Résultat de cette altercation : Anelka ne reparaîtra plus sur le terrain et sera remplacé par Gignac. Le lendemain, vendredi, il est à l’entraînement. Mais les révélations de "L’Equipe" vont changer la donne.

Après des heures d’atermoiements, la fédération française de football a pris, samedi, la décision d’exclure Anelka du tournoi. Non seulement parce qu’il a insulté son sélectionneur, mais aussi et surtout parce qu’il a refusé de s’excuser publiquement. Anelka a donc été contraint de quitter l’Afrique du Sud.

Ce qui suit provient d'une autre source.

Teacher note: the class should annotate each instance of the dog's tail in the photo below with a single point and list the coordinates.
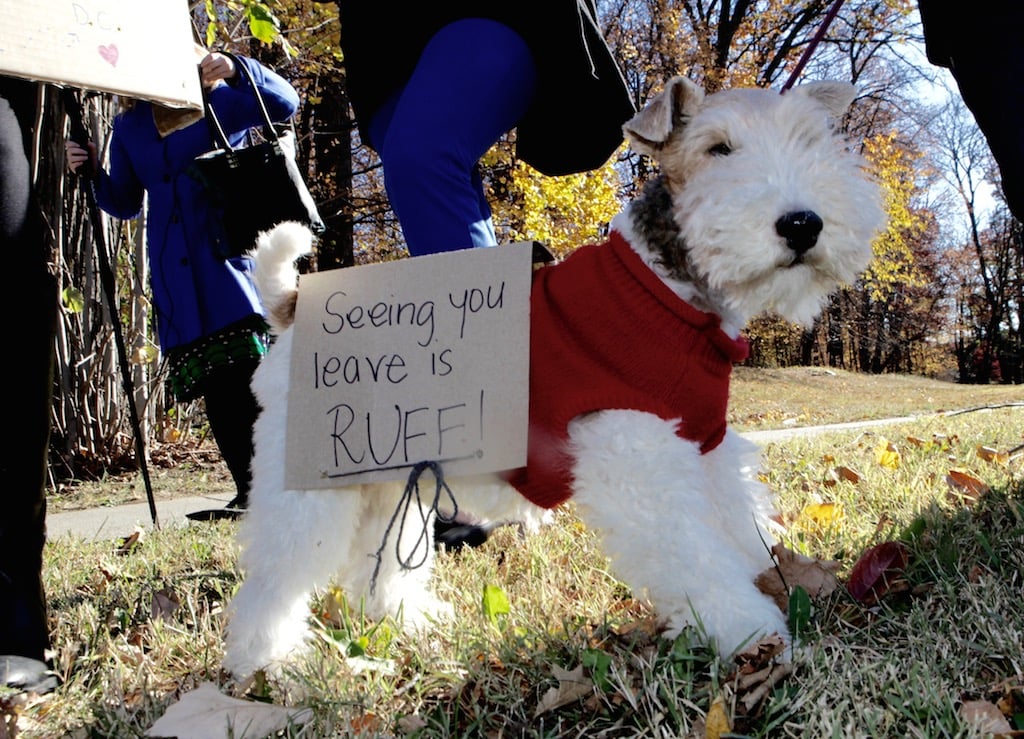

Le président de la Fédération, Jean-Pierre Escalettes, lui avait, en effet, demandé, en présence du capitaine Patrice Evra, de présenter des excuses officielles à l’opinion publique française et de manifester ses regrets devant Raymond Domenech, le staff et les 23 joueurs de l’équipe. "Devant le refus du joueur de se livrer à des excuses publiques, M. Escalettes a pris la décision, en plein accord avec le sélectionneur et les membres de la délégation officielle présents à Knysna, d’exclure Nicolas Anelka du groupe", précisait un communiqué de la FFF.

"Les propos tenus par Nicolas Anelka sont totalement inacceptables pour la FFF, le football français et les valeurs qu’ils défendent", concluait-il.

De son côté, Anelka a reconnu avoir eu "une discussion houleuse avec le sélectionneur". Il a dit accepter son exclusion mais a aussitôt affirmé que les propos rapportés par "L’Equipe" ne sont pas les siens. Pour lui, la discussion "n’aurait jamais dû sortir du vestiaire", ajoutant : "Je ne sais pas à qui cela peut faire du bien de répandre de telles choses, mais certainement pas aux Bleus."

Anelka s’est défendu d’avoir cherché à déstabiliser l’équipe de France, "une institution que je respecte et à laquelle je souhaite bonne chance".

Le joueur n’a pas voulu en dire plus, estimant que l’équipe avait une grosse échéance, mardi, contre l’Afrique du Sud.

De son côté, le capitaine des Bleus, Patrice Evra, a déclaré, samedi, qu’il fallait "éliminer du vestiaire le traître" à l’origine des révélations du journal "L’Equipe". "Je suis vraiment très touché parce qu’après le match contre le Mexique on avait déjà un gros problème, et là, on en rajoute, a affirmé Evra, en conférence de presse. Il n’y a pas une petite souris dans le vestiaire. Cela vient de quelqu’un qui est dans le groupe et qui veut du mal à l’équipe de France."

Ce message a été repris en substance, dimanche, par Franck Ribery alors que le sélectionneur national, Raymond Domenech, affirmait, de son côté, que les insultes proférées par Nicolas Anelka "n’entraient pas dans le cadre d’un affrontement mais qu’il s’agissait d’un problème normal de la vie d’un groupe sous pression".

Le sélectionneur a admis que l’attaquant de Chelsea "n’a pas réagi de la façon la plus adaptée, mais c’est le mec qui marmonne dans son coin, ça n’a pas d’importance. Ça a pris de l’importance parce que c’est à la Une d’un journal."

Pour autant, Raymond Domenech a estimé que la décision de la Fédération française d’exclure Anelka du groupe "est la bonne décision".

Dimanche, nouvel incident, les joueurs français refusant de s’entraîner en public, comme c’était prévu. Jean-Louis Valentin, directeur délégué de la Fédération auprès de l’équipe, a aussitôt annoncé sa démission. Par ailleurs, une altercation a eu lieu entre le capitaine Patrice Evra et le préparateur physique Robert Duverne. Raymond Domenech étant obligé de s’interposer. Tout cela à 48 heures du match de la dernière chance.

En marge de toute cette affaire, on a appris que l’enseigne de restauration rapide Quick va retirer les publicités avec Nicolas Anelka, "le temps que les esprits s’apaisent".